Problem Statement

Given an array arr of n integers, partition the array into two subsets such that the absolute difference between their sums is minimized.

Examples

Example 1:

Input: arr = [1, 7, 14, 15]
Output: 1

Explanation: The array can be partitioned as [1, 7, 5] and [14], with an absolute difference of 1.

Example 2:

Input: arr = [3, 1, 6, 2, 2]
Output: 0

Explanation: The array can be partitioned as [3, 2, 2] and [6, 1], with an absolute difference of 0.

Different Approaches

1️⃣ Recursive Approach

This question is a slight modification of the problem discussed in the Subset Sum equal to target. Before discussing the approach for this question, it is important to understand what we did in the previous question of the Subset Sum equal to the target. There we found whether or not a subset exists in an array with a given target sum.

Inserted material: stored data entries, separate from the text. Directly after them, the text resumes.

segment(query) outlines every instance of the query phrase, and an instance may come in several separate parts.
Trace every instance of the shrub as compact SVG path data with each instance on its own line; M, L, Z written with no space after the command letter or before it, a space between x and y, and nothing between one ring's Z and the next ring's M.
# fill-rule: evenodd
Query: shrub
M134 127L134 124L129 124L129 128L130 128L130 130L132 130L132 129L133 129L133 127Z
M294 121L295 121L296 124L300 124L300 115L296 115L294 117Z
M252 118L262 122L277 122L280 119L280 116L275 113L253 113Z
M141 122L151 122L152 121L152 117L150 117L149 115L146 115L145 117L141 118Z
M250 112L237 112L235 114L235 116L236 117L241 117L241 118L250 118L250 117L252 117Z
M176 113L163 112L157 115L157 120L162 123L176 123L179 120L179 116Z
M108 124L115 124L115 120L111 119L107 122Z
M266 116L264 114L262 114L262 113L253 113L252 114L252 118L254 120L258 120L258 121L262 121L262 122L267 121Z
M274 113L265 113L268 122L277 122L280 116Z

In this question, we need to partition the array into two subsets( say with sum S1 and S2) and we need to return the minimized absolute difference of S1 and S2. But do not need two variables for it. We can use a variable 'totSum', which stores the sum of all elements of the input array, and then we can simply say S2 = totSum - S1. Therefore we only need one variable S1.

From here try to find a subset in the array with a target as discussed in Subset Sum equal to the target.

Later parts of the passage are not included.